Someone with a sense of humor. Who can brighten up the office and bring cookies on a rainy Friday, who sends you funny links just before lunch and tells inappropriate jokes by the water cooler. The guy who turns the company into a place that's better then your own home, and before you know it you're telling your wife you will be working overtime when in reality you're racing office chairs down the hallway. The winner gets his name on the hall of fame. Screw employee of the month.

All this is within your grasp. You can always tell your boss I wrote a nice and formal cover letter. It will be our little secret, and I'll cover for you when that cute new intern pulls you away at the christmas party.

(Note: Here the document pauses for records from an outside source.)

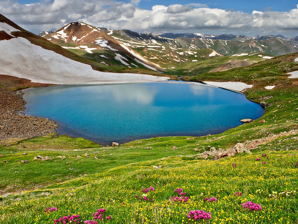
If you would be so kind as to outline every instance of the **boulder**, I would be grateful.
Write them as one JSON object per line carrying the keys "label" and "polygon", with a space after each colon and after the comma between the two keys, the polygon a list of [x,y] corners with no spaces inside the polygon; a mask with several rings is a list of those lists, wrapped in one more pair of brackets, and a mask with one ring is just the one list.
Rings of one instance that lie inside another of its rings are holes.
{"label": "boulder", "polygon": [[249,118],[246,118],[245,119],[243,119],[242,120],[240,120],[240,121],[242,122],[251,122],[252,121],[252,120]]}

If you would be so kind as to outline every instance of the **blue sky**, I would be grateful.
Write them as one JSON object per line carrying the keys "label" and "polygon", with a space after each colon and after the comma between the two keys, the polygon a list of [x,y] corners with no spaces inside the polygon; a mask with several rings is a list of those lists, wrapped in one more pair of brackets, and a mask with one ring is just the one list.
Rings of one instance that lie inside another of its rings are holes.
{"label": "blue sky", "polygon": [[298,36],[298,0],[0,1],[0,13],[35,33],[78,21],[139,33]]}
{"label": "blue sky", "polygon": [[[53,0],[51,0],[52,1]],[[129,0],[123,1],[130,2]],[[19,3],[28,4],[38,2],[36,0],[18,0]],[[142,8],[149,10],[155,5],[163,5],[167,6],[174,4],[184,5],[191,3],[207,4],[211,8],[218,8],[221,9],[232,9],[235,11],[251,13],[254,10],[263,11],[270,10],[277,12],[287,12],[296,7],[298,1],[294,0],[141,0],[139,6]]]}

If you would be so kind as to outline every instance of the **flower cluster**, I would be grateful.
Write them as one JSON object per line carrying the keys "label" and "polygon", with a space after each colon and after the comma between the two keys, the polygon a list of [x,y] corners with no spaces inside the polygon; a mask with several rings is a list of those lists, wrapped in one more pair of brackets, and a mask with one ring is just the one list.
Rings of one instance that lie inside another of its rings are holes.
{"label": "flower cluster", "polygon": [[234,193],[234,195],[235,196],[242,196],[242,193],[241,192],[236,192]]}
{"label": "flower cluster", "polygon": [[150,202],[153,202],[153,200],[150,199],[148,197],[147,197],[148,195],[144,194],[142,195],[141,197],[139,197],[139,195],[136,195],[136,198],[139,198],[141,201],[148,201]]}
{"label": "flower cluster", "polygon": [[84,221],[84,223],[85,224],[98,224],[98,223],[97,223],[96,221],[94,221],[94,220],[87,220],[86,221]]}
{"label": "flower cluster", "polygon": [[288,197],[289,195],[293,195],[294,194],[296,193],[296,191],[284,191],[283,192],[281,192],[280,193],[278,194],[278,195],[279,196],[283,196],[283,195],[285,195],[286,197]]}
{"label": "flower cluster", "polygon": [[272,197],[272,198],[275,198],[277,195],[277,191],[272,191],[272,194],[269,194],[269,197]]}
{"label": "flower cluster", "polygon": [[155,189],[154,189],[154,188],[153,187],[150,187],[150,188],[147,188],[147,189],[142,190],[141,190],[141,191],[145,193],[147,193],[150,191],[154,191],[155,190]]}
{"label": "flower cluster", "polygon": [[209,202],[216,202],[217,201],[217,199],[215,197],[207,197],[204,199],[204,201],[207,201]]}
{"label": "flower cluster", "polygon": [[100,208],[97,209],[97,211],[92,213],[92,216],[94,219],[98,219],[100,220],[103,220],[103,215],[105,212],[105,208]]}
{"label": "flower cluster", "polygon": [[206,220],[211,219],[211,213],[204,211],[203,210],[194,210],[190,211],[187,217],[190,219],[197,220]]}
{"label": "flower cluster", "polygon": [[55,207],[52,207],[52,208],[46,208],[46,209],[44,210],[44,211],[47,213],[49,213],[51,211],[57,211],[57,208]]}
{"label": "flower cluster", "polygon": [[186,193],[185,192],[182,192],[182,191],[183,191],[183,189],[182,188],[177,188],[174,190],[174,192],[178,193],[179,194],[179,195],[185,196],[186,195]]}
{"label": "flower cluster", "polygon": [[64,216],[63,218],[60,217],[58,219],[54,220],[54,224],[58,223],[80,223],[80,216],[78,215],[73,215],[67,216]]}
{"label": "flower cluster", "polygon": [[170,200],[173,201],[174,202],[178,201],[182,201],[183,202],[186,202],[188,200],[188,197],[177,197],[174,196],[170,198]]}
{"label": "flower cluster", "polygon": [[[174,190],[174,192],[178,193],[179,195],[178,196],[174,196],[170,198],[170,200],[173,201],[174,202],[186,202],[188,200],[189,198],[188,197],[185,197],[186,196],[186,193],[185,192],[182,192],[183,189],[182,188],[177,188]],[[179,195],[180,197],[178,197]]]}
{"label": "flower cluster", "polygon": [[248,209],[250,211],[257,211],[259,210],[262,210],[262,207],[261,205],[257,203],[254,203],[251,201],[248,201],[245,203],[241,204],[242,205],[242,207],[244,209],[244,210],[247,210]]}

Because that's just the kind of guy I am.

Sincerely,
Frank

Monday 3 August 2009

Friends in Odd Places

Saturday night Odin made a strange comment; "you don't have any friends like yourself". I'm not really sure what to do with this information, but it got me thinking: what makes for a good friendship, and how do people connect with those they consider friends? Sunday morning spelled workout for Kristine, Jostein and me, as well as reflecting over the night before in between sets. In reality this means Jostein and I immersing ourselves in a discussion while ignoring the rest of the world, which put us on to our particular brand of friendship and why it works.

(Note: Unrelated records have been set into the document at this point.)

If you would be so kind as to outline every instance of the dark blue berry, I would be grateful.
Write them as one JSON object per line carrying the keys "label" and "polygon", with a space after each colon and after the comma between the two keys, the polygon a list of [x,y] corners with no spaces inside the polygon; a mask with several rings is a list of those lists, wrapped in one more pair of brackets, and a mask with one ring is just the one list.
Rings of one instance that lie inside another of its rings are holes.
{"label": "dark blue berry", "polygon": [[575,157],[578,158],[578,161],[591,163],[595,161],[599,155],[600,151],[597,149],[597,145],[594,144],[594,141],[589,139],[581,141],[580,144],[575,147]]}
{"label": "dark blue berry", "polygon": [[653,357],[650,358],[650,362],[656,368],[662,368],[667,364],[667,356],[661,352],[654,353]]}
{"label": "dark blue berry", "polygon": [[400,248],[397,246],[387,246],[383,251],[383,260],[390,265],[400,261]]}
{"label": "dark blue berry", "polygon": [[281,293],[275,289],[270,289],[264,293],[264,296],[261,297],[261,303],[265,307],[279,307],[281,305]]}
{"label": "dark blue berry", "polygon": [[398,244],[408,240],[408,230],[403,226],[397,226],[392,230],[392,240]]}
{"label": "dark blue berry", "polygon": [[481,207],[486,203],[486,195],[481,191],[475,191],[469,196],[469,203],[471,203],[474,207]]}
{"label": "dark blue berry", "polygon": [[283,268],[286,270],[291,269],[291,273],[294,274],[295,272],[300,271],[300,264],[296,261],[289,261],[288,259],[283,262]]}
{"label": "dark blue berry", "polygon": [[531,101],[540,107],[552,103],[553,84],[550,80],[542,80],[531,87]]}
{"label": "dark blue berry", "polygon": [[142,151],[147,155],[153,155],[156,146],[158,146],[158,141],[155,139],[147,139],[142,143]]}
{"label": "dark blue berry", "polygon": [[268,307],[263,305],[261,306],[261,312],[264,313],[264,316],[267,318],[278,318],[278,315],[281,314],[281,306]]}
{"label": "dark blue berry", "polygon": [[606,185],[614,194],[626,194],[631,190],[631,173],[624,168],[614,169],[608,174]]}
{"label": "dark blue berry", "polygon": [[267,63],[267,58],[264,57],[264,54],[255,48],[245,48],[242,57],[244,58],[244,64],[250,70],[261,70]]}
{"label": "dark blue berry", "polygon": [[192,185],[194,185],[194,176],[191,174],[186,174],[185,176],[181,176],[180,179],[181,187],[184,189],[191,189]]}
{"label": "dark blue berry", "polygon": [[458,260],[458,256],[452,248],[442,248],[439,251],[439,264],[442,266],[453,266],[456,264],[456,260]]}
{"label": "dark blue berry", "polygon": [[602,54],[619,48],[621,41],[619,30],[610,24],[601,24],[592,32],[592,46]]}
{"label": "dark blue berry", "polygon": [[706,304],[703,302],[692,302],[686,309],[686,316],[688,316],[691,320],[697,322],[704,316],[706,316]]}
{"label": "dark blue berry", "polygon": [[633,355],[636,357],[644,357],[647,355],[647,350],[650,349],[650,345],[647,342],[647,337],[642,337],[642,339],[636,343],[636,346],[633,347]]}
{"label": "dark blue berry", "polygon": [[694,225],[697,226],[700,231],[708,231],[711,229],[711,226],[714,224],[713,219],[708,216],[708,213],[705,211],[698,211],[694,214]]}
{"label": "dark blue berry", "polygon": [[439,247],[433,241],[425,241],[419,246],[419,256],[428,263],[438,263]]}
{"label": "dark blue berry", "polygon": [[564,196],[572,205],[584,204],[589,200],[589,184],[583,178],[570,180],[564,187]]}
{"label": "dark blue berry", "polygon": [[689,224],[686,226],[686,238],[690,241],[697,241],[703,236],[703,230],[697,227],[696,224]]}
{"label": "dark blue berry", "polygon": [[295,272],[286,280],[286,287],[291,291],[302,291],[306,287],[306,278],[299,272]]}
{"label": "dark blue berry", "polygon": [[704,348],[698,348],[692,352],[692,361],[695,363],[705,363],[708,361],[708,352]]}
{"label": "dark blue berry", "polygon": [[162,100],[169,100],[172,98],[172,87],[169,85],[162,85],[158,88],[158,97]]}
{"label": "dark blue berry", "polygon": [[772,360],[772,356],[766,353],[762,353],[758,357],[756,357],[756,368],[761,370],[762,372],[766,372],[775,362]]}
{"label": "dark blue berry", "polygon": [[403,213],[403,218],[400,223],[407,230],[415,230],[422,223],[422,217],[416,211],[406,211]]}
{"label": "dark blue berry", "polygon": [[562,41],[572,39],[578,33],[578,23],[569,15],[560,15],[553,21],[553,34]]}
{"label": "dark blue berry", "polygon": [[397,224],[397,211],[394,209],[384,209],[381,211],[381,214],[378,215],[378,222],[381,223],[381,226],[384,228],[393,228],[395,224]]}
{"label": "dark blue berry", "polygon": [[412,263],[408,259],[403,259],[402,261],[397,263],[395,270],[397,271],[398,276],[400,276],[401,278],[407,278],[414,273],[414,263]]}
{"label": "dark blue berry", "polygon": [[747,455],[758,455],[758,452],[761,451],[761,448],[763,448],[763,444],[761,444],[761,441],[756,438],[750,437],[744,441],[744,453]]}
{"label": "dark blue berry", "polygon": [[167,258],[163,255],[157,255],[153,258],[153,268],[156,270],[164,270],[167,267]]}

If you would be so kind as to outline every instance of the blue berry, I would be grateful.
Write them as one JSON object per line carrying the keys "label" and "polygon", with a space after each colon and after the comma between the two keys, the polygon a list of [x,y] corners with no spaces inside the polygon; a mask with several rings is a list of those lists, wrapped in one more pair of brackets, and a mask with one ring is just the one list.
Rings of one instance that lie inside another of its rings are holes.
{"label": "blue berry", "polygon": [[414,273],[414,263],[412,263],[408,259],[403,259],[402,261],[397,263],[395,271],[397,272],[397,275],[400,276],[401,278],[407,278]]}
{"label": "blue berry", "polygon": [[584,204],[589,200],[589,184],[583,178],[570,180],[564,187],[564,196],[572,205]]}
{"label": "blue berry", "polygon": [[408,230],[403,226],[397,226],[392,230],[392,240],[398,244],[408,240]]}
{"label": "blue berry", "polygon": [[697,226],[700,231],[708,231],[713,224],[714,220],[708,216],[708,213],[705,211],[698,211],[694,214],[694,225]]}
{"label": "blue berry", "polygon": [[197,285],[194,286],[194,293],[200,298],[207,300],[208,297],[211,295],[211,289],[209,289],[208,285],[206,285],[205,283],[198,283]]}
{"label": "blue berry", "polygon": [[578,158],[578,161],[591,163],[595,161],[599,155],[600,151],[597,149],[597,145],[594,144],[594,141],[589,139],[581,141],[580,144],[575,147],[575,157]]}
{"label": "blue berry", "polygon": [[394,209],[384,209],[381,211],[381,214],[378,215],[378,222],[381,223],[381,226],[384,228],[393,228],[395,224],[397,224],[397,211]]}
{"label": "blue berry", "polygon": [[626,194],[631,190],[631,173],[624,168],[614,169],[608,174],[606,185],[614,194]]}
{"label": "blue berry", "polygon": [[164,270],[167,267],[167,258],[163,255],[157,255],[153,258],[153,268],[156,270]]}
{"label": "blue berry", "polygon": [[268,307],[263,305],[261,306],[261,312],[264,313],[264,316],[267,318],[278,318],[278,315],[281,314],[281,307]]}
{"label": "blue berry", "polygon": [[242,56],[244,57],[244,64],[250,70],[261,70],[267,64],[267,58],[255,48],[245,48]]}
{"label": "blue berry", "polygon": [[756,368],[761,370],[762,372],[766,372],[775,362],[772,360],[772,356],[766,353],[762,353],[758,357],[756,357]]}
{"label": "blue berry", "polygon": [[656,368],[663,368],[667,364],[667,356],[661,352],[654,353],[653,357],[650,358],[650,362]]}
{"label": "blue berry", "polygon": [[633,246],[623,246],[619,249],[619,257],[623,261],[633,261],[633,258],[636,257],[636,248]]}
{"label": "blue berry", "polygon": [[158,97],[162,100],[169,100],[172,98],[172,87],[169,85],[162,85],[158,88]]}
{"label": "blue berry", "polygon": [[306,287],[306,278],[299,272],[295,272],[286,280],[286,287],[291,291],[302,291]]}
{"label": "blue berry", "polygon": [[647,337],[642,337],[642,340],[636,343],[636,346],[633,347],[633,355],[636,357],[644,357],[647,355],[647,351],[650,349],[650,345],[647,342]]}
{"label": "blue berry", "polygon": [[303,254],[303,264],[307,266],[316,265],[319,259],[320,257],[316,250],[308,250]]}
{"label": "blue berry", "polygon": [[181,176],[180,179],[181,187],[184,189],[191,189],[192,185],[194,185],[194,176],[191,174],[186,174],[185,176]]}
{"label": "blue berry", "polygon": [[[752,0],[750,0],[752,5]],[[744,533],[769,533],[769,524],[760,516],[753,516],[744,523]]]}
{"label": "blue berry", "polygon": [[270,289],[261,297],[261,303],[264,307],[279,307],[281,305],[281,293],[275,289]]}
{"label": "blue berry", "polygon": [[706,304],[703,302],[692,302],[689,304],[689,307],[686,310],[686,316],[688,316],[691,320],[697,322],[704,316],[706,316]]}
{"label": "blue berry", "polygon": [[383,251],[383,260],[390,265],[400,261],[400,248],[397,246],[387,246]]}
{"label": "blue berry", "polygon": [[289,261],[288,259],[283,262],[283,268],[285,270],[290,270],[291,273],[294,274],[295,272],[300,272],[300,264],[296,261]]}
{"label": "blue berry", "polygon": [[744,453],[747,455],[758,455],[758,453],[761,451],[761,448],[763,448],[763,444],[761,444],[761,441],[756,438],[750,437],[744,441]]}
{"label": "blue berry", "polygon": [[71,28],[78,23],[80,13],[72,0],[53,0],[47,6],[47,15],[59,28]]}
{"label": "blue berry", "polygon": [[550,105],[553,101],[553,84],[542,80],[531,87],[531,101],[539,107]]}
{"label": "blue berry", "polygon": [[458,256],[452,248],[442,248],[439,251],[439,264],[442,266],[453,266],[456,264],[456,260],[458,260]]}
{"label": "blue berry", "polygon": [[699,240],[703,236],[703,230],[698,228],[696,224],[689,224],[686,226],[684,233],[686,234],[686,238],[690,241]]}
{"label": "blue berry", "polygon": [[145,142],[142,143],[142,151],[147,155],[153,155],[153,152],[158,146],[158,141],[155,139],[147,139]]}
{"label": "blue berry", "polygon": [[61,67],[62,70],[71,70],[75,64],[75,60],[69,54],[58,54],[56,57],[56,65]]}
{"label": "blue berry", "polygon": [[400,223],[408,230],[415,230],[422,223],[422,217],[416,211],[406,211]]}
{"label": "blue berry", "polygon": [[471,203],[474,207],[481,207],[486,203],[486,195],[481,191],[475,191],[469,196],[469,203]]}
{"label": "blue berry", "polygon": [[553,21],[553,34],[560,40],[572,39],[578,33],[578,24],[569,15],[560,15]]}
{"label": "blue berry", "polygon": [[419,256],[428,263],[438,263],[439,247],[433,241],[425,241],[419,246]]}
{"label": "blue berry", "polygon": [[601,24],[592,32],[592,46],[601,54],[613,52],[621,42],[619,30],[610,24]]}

It can be summarized as follows. We are both the type of person who tends to speak passionately about things that catches our interest; that being a book recently read, an idea had or observation made. We are also both decent listeners in that we are genuinely interested when people talk passionately about their own interests. In effect, our conversational styles match and add to this a foundation of similar opinions approached from somewhat different angles, and it's easy to see why we get along as good as we do. An unwanted side effect of this is that we have a tendency to block out other people when we start a discussion, much like the way people immerse themselves in movies, books and games while becoming oblivious to the rest of the world.

Much like many people simply accept their family, I wonder if people also tend to just accept their friends instead of considering why they are friends and how they became friends in the first place. Romantic relationships will grow stale when you start taking each other for granted, and I don't see why friendships should be any different.

Here's a thought for you. Get to know your friends again. People change, but rarely does their surroundings keep up. Bad friends can hold you back if you want to improve yourself because they enjoy feeling superior to you. Hopefully you don't have too many of those hanging around. Which brings me to my end quote, one I've always been fond of.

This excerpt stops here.